Essay 2015 10 Seiten

Soziologie - Politische Soziologie, Majoritäten, Minoritäten

Leseprobe

Inhaltsverzeichnis

Einleitung

Ein Revolutionsmodell: Theodor Geiger

Merkmale von Revolutionen
Prä-Revolutionär: (Förderung der) Entstehung der Revolution
Merkmale der Revolution selbst
Post-Revolutionär

Andere Revolutionstheoretiker
1848: Marx
1856: Tocqueville
1963: Arendt

Fazit

Einleitung

Vom Sturz der Bastille 1789 bis zum Völkerfrühling 1848 – europäische Revolutionen wurden, so scheint es, eingehend und gleichsam hinreichend untersucht. Kein Sekundarstufen-Geschichtsbuch versäumt es, Heldengeschichten von der Erhebung der Unterdrückten gegen die herrschende Klasse zu entwerfen.

Doch wer eine umfassende Betrachtung der soziologischen Merkmale von Revolutionen, ihrer Auslöser, Förderfaktoren, Ereignisse und Nachwirkungen anstrebt, kann sich auf überraschend wenig Sekundärliteratur stützen. Das meiste, was der Soziologe an Literatur findet ist entweder rein historisch oder staatsrechtlich gefärbt. Beide Herangehensweisen erweisen sich schon bald als unzureichend; der Geschichtswissenschaftler ergreift oftmals Partei (wenngleich auf vielfach ansprechende Weise), der Jurist beschränkt sich auf rein staatsrechtliche Grundlagen großer historischer Umwälzungen.

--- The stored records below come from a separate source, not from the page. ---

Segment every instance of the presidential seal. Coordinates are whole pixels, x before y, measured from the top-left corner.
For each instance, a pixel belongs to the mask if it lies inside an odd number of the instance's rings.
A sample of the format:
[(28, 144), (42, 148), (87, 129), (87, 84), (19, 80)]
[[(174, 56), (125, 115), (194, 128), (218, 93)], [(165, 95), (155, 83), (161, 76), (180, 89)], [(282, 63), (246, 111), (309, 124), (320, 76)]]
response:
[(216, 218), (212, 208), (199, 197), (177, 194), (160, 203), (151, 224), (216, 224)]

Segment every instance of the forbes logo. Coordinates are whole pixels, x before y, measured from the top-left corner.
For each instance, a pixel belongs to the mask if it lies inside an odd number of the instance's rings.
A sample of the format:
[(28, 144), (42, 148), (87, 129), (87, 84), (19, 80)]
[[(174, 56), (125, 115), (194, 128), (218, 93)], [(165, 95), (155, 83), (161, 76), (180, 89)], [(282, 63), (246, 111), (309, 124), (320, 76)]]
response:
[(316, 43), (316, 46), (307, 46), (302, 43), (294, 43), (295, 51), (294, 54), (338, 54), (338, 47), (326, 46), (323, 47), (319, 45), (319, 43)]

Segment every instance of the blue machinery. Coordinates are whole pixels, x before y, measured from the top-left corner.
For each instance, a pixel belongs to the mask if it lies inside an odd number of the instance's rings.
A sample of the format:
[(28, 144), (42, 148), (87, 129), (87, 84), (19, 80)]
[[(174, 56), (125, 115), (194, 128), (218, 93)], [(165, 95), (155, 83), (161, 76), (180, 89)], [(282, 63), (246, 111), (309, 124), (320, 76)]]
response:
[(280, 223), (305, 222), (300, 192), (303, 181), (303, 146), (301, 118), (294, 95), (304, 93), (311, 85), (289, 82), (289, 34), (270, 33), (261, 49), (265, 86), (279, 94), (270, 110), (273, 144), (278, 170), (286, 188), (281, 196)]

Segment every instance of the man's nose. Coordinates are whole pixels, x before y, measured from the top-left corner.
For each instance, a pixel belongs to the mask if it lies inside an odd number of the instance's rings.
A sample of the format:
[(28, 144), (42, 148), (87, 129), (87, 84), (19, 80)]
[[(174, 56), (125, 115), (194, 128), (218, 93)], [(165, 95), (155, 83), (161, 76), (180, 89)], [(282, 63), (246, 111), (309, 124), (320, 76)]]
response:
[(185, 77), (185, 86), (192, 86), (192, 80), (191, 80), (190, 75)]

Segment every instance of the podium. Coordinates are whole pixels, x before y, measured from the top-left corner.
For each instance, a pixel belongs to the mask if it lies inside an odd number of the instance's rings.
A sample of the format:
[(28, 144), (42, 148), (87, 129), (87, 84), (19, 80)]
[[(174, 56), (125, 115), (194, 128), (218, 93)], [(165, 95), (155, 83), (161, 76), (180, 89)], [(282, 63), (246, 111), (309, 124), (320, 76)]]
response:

Auch Ereignisse des 20. Jahrhunderts wurden bislang eher historisch als soziologisch untersucht. Die nationalsozialistische Machtergreifung im Jahre 1933 ist eines dieser Ereignisse. Der vorliegende Text behandelt daher die Frage:

„Kann die NS-Machtergreifung 1933 hinsichtlich ihrer Ziele, ihres Verlaufes und ihrer Nachwirkung als Revolution im Sinne klassischer Revolutionsmodelle bezeichnet werden?“

An dieser Stelle ist zu klären, was mit klassischen Revolutionsmodellen gemeint ist. Der dänische Soziologe Theodor Geiger (1891-1952) schrieb, beeinflusst von der formalen Soziologie Tönnies‘ und Simmels, mit „Die Masse und ihre Aktion. Ein Beitrag zur Soziologie der Revolution“ (Stuttgart, 1926) einen der bekanntesten Klassiker dieses Gebiets. Auf seinen Revolutionsbegriff, im Folgenden kurz dargelegt, wird sich der Hauptteil dieser Analyse stützen. Danach soll in einer Rundschau auf weitere bekannte Revolutionsbegriffe, darunter von Marx und Tocqueville sowie deren Anwendbarkeit auf die Machtergreifung eingegangen werden.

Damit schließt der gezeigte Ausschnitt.